O Município de (...), vem interpor recurso jurisdicional da sentença proferida pelo TAF de Mirandela que, julgando procedente a ação que contra si intentara o Sindicato dos Trabalhadores da Administração Local (STAL), em representação de F.J.A.R.A., o condenou à prática dos atos devidos que reconheçam a progressão do representado do Autor ao escalão 3 desde 10.01.2008.
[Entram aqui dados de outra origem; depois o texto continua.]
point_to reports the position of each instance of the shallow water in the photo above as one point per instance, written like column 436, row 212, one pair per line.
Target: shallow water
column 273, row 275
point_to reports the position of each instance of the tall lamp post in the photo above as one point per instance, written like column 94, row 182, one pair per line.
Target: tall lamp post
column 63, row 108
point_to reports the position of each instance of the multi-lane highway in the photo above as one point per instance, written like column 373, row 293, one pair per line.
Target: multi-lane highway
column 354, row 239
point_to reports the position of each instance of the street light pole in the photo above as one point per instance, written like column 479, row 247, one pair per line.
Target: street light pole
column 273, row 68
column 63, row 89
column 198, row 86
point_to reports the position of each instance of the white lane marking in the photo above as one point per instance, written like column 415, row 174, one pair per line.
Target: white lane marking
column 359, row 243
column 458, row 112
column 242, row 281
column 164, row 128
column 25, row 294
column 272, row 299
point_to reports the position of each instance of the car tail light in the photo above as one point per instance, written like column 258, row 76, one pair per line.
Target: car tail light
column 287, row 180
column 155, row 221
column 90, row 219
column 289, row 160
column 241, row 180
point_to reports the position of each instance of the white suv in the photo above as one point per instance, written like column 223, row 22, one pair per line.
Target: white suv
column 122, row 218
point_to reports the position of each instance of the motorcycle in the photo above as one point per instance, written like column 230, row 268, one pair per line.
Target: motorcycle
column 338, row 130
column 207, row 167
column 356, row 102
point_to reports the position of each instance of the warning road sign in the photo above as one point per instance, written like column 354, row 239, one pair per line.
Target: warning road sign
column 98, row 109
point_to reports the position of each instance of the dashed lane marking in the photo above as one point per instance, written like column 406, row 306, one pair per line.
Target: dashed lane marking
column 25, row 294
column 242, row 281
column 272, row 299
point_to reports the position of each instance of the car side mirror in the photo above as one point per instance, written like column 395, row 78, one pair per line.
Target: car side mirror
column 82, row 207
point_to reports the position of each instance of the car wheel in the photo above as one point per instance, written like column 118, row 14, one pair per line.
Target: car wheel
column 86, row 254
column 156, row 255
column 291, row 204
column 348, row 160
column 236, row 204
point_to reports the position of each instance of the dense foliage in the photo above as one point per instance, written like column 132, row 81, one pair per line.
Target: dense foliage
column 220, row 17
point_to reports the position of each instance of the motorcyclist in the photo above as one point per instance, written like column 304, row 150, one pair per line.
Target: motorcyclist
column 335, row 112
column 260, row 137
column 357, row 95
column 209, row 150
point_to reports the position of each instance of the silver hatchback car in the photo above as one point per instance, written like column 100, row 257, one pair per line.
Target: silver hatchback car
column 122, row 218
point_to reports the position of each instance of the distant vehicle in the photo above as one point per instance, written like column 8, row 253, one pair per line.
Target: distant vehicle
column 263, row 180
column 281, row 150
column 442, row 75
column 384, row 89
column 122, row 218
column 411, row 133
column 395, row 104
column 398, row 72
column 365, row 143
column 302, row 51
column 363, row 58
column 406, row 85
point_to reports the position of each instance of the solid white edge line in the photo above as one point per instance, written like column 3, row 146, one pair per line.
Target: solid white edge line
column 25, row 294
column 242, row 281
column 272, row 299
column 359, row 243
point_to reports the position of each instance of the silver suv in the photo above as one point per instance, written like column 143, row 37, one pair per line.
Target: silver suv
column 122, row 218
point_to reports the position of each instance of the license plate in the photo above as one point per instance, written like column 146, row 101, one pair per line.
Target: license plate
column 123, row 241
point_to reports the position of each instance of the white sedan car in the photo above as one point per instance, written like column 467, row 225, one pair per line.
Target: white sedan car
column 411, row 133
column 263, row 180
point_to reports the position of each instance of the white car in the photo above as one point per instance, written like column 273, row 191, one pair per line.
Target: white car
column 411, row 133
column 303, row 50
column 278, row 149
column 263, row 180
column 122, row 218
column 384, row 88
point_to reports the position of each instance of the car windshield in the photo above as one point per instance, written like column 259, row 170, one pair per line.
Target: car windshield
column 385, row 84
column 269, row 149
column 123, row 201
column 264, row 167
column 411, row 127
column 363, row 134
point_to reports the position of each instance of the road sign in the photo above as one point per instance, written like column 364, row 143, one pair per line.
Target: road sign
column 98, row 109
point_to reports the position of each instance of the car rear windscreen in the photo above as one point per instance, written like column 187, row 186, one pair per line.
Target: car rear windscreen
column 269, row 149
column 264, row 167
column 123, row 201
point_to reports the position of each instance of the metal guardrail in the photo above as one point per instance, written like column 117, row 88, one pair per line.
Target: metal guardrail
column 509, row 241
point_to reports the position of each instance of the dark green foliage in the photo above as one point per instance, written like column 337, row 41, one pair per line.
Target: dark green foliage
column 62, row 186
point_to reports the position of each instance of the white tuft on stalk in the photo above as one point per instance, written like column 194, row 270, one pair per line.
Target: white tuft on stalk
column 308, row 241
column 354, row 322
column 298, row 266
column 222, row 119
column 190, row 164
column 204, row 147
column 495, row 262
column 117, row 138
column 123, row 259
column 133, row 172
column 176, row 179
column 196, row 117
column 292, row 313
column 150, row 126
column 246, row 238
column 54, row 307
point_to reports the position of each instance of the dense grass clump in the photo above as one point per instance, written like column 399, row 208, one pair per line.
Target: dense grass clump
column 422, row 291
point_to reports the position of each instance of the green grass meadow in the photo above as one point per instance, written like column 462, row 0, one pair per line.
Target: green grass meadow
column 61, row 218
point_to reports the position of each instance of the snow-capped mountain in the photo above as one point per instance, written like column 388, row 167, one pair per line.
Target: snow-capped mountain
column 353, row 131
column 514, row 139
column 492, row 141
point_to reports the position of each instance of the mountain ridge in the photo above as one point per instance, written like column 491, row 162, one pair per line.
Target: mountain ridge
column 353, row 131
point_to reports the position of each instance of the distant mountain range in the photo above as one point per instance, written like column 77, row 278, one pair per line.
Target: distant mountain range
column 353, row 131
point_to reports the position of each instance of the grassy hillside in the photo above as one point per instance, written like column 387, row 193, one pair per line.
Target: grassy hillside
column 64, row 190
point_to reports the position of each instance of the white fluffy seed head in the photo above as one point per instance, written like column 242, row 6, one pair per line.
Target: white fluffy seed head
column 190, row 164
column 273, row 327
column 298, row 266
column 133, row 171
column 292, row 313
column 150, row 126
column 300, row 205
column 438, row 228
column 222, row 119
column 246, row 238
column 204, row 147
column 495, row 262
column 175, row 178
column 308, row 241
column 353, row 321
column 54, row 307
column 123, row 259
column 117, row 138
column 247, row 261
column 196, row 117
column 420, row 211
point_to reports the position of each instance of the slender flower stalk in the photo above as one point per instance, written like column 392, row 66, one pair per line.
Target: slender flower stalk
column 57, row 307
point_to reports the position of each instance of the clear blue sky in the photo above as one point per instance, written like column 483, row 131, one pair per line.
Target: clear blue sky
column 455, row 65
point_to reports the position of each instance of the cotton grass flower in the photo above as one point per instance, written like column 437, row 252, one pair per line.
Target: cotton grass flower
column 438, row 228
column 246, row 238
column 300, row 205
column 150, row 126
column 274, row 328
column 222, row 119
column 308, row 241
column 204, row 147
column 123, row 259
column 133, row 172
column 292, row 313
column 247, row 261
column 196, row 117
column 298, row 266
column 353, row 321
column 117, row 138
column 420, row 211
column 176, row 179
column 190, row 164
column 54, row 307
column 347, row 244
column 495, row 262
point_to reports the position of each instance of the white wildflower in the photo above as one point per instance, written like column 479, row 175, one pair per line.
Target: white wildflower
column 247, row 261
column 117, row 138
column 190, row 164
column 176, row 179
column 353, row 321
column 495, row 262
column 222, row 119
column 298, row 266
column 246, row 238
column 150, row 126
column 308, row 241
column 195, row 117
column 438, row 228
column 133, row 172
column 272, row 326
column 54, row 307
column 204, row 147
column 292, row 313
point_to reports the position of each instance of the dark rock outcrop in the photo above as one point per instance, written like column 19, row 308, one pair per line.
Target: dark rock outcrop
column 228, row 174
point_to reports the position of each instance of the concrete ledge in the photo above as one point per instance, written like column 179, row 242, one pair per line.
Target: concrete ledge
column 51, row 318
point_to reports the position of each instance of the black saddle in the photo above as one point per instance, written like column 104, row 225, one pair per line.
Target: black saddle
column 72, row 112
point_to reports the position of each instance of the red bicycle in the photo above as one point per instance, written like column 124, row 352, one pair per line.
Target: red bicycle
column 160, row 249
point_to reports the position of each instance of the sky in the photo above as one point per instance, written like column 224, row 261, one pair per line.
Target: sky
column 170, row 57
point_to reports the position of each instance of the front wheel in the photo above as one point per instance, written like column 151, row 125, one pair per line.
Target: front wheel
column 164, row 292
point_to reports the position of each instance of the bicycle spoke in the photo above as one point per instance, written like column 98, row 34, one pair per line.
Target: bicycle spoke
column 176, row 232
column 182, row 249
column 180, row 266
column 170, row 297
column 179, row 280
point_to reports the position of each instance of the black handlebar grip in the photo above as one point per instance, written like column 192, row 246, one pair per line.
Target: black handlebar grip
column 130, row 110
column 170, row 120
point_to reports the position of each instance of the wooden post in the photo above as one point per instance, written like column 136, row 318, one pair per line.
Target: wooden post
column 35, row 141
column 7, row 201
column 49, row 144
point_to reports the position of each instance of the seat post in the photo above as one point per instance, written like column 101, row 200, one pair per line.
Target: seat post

Na alegação apresentada, formulou as seguintes conclusões, que se transcrevem ipsis verbis:

A. O meio processual adequado para a impugnação da sentença proferida nos autos em 13.10.2015 é o recurso jurisdicional.
B. A sentença recorrida não respeita jurisprudência uniformizada do STA concretamente o Acórdão Pleno da 1ª Secção cf. Acórdão do Pleno de 16.11.2011, proc. 0220/11
“a alteração do posicionamento remuneratório dos trabalhadores da função pública faz-se, no período de 1/1 a 1/3/2008, de acordo com o estabelecido nos artigos 46º a 48º e 113º, n. 1, da Lei n. 12-A/2008, de 27 de fevereiro, em virtude do artigo 119º, n.º 1, da Lei n.º 67-A/2007, de 21 de Dezembro, ter revogado os artigos 19º e 20º do DL n.º 353-A/89, de 26 de outubro, e de ter determinado a aplicação do regime estabelecido naquela lei (12-A/2008), à qual se referiu como lei futura e que lhe veio conferir exequibilidade, no período em causa.”
C. A contagem do tempo para a mudança de escalão mantém-se suspensa no período compreendido entre 01.01.2008 a 01.03.2008 pelo que o A. não tem direito à progressão pretendida.
Termos em que se deve revogar a decisão recorrida mantendo-se o ato de indeferimento.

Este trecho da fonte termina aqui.